Monday, May. 20, 1935
Hero's Return
Whistles shrilled, bands blared, crowds cheered, flags waved, aircraft soared, cannon boomed, lightning flashed from the heavens across the Potomac. The sun, which had been playing hide-&-seek all day, suddenly shone forth brilliantly. Down the gangplank of the barkentine icebreaker Bear of Oakland, leading his men in impressive single file, marched Rear Admiral Richard Evelyn Byrd, retired, resplendent in white uniform, to revisit the U. S. for the first time in nearly two years.
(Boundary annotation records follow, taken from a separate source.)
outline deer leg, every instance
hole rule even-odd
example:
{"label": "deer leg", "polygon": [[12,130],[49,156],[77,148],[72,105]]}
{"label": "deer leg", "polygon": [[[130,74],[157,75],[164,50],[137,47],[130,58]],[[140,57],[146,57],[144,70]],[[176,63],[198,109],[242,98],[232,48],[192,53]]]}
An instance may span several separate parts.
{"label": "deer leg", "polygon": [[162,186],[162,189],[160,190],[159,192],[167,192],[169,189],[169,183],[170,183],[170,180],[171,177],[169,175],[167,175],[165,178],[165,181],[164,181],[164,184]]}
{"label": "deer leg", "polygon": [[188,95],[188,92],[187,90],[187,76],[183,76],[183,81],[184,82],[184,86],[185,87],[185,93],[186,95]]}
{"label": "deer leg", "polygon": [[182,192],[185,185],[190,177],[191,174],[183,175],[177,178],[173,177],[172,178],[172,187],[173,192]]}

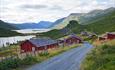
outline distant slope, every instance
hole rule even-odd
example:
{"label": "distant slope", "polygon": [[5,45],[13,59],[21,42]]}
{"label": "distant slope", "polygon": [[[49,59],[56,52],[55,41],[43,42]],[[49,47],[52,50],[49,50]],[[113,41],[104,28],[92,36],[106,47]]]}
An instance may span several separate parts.
{"label": "distant slope", "polygon": [[[74,20],[76,21],[76,20]],[[74,32],[74,33],[80,33],[81,31],[88,30],[91,32],[96,32],[97,34],[102,34],[105,32],[115,32],[115,10],[109,13],[107,16],[101,17],[98,20],[87,24],[87,25],[81,25],[77,22],[73,22],[71,24],[68,24],[63,29],[54,29],[46,33],[40,34],[41,36],[48,36],[52,38],[60,38],[62,36],[65,36],[67,34],[63,33],[63,30],[65,32],[68,32],[68,34]]]}
{"label": "distant slope", "polygon": [[0,20],[0,28],[3,28],[3,29],[10,29],[10,30],[15,30],[15,29],[18,29],[2,20]]}
{"label": "distant slope", "polygon": [[19,35],[23,35],[21,33],[17,33],[15,31],[11,31],[11,30],[8,30],[8,29],[3,29],[3,28],[0,28],[0,37],[10,37],[10,36],[19,36]]}
{"label": "distant slope", "polygon": [[84,13],[72,13],[64,20],[53,27],[53,29],[62,29],[69,24],[70,20],[78,20],[78,18]]}
{"label": "distant slope", "polygon": [[114,7],[101,10],[93,10],[89,13],[72,13],[68,17],[66,17],[62,22],[60,22],[58,25],[55,25],[53,29],[63,29],[65,26],[69,24],[70,20],[77,20],[79,24],[90,24],[97,20],[100,20],[100,18],[106,17],[111,14],[115,10]]}
{"label": "distant slope", "polygon": [[111,12],[114,12],[114,11],[115,11],[114,7],[111,7],[105,10],[93,10],[87,14],[80,16],[78,20],[80,24],[90,24],[99,20],[100,18],[110,15]]}
{"label": "distant slope", "polygon": [[16,30],[18,28],[0,20],[0,37],[9,37],[9,36],[16,36],[22,35],[12,30]]}
{"label": "distant slope", "polygon": [[22,24],[12,24],[19,29],[47,29],[53,22],[40,21],[39,23],[22,23]]}

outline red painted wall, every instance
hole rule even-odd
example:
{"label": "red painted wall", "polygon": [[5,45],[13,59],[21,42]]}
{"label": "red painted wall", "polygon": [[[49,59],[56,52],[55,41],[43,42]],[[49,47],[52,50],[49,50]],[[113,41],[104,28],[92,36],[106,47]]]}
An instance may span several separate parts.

Waiting on the cobblestones to greet him stood the President of the United States, who presently spoke into a national radio hook-up microphone: "It is no small thing to have filled in another large portion of the map of the world which had hitherto been a blank. It is an equally great achievement to have added valuable information in at least 22 separate branches of science." Then the President of the United States took off his hat and said: "Admiral, I salute you." Then Franklin Roosevelt grasped the Admiral's hand and said: "And let me add just one thing from the heart: Dick, I salute you!" Said Rear Admiral Byrd: "Mr. President, I am very glad that you have mentioned our old friendship, because if you had not, good taste would have prevented my doing so. . . . There certainly would be something wrong with me if I did not get a tremendous kick out of that." Also very much on hand was big, beefy Colonel Jacob Ruppert, ably pressagented brewer and baseball tycoon, who contributed $20,000 and some beer to the $1,500,000 Byrd Expedition and had his name put on the supply ship which the Government threw in for $1.
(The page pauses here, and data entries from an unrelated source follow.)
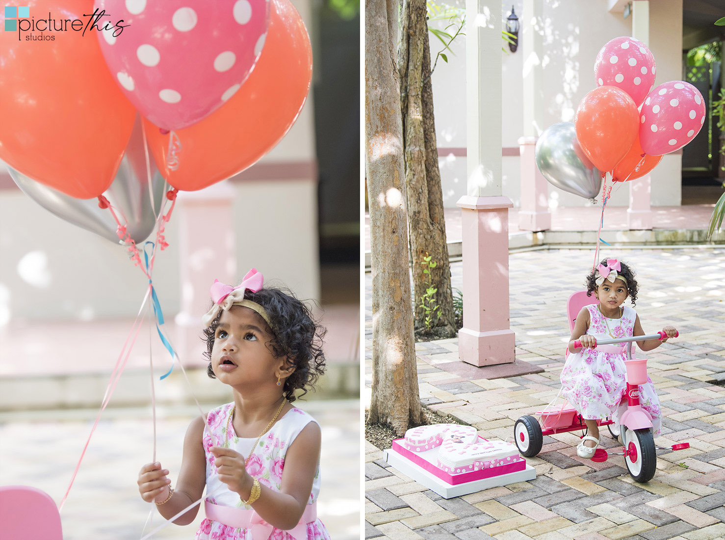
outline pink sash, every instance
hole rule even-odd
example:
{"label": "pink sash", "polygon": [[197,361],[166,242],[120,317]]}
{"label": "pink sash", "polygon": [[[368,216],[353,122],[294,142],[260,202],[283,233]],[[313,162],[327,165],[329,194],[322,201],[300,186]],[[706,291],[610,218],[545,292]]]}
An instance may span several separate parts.
{"label": "pink sash", "polygon": [[[272,534],[274,527],[260,517],[254,510],[244,508],[232,508],[220,504],[215,504],[208,500],[204,502],[204,510],[207,518],[230,527],[248,528],[252,533],[253,540],[267,540]],[[295,540],[307,540],[307,523],[317,520],[317,501],[312,504],[307,504],[302,514],[302,519],[294,528],[286,531]]]}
By the time Admiral Byrd had spent a night at the White House and week-ended with his mother in Virginia over Mother's Day, many a moppet knew that he had brought back from Antarctica these things:
1) Two cows and a 1,200-lb. Guernsey bull named Klondike Iceberg--first bull ever born in Little America; 15 emperor penguins, of which one was decidedly indisposed; the knowledge that seal meat looks like liver, but tastes different; indisputable proof that the common cold and other germs flourish in Antarctica; samples of unidentified bugs which live in snow and melted ice pools; the memory of four months alone in an ice hut, "lonely as hell," studying weather conditions, reading 85 books and letting his hair grow to shoulder-length.
2) Four times as much scientific data as on Byrd Antarctic Expedition I, including information on the air currents, meteorology, animal life, geology and general physical characteristics of Marie (his wife) Byrd Land, a hitherto unknown territory of 250,000 sq. mi. which he discovered and claimed for the U. S.; a mass of data on cosmic rays, Polar meteorology, astronomy, geology, hydrography, oceanography, terrestrial magnetism, glaciology, botany, bacteriology, biology.
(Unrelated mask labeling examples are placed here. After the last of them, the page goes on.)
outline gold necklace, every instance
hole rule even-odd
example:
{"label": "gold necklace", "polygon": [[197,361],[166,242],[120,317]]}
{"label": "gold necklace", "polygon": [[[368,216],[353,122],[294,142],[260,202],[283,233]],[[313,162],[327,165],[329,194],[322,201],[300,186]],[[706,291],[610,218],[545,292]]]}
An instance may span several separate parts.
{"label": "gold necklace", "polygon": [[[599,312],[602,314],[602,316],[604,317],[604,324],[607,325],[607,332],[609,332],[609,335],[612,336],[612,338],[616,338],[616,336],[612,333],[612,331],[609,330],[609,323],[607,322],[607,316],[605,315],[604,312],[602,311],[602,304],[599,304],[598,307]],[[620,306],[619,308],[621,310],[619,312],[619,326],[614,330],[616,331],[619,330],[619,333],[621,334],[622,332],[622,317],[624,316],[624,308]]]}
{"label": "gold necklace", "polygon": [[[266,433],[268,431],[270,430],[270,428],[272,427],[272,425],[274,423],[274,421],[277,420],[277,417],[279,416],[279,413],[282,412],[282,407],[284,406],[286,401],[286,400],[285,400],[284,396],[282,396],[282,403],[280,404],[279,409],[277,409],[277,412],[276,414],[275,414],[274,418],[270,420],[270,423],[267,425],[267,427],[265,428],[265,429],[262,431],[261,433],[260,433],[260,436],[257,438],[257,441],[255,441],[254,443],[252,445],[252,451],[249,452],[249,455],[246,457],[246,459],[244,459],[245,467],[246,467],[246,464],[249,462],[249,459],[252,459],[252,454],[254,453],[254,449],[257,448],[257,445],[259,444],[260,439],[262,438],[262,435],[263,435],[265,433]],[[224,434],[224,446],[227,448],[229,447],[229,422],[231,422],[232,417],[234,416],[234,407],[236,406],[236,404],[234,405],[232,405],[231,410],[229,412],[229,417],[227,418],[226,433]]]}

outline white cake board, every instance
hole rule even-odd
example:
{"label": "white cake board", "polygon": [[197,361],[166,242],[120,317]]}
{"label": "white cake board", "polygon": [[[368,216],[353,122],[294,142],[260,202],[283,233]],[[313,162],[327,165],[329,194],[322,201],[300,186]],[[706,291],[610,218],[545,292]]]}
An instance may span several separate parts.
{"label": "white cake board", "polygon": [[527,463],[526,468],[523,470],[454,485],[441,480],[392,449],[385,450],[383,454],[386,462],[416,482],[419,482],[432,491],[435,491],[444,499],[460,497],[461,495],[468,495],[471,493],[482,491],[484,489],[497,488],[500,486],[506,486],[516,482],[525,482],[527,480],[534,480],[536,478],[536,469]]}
3) Conclusive evidence that coal and other minerals exist in Antarctica; that the entire Antarctic Ice Barrier is not afloat, as was commonly supposed, but is partly grounded; that the ice at the South Pole varies in thickness from two feet to two miles; that more meteors strike the earth's atmosphere than was formerly suspected; that the Edsel Ford Mountain Range may be a continuation of the great Andean Range; that a hitherto unknown area of 250,000 sq. mi. is part of the Pacific Ocean; that the inland fauna of Antarctica consists solely of skua gulls which live on 50 kinds of moss; that Antarctica is all one continent, as large as the U. S., Mexico and part of Canada combined.*
4) Contracts for a year of lectures and a book; plans for Byrd Antarctic Expedition III.
*Next day Lincoln Ellsworth, No. 1 Byrd rival in South Polar exploration, sailed for Europe on his third transantarctic expedition, to determine "once and for all" if the so-called South Polar continent is really a single body of land or two or more gigantic islands. Said rich Explorer Ellsworth when asked about his financial backing: "I am an idealist--I don't care where the money comes from."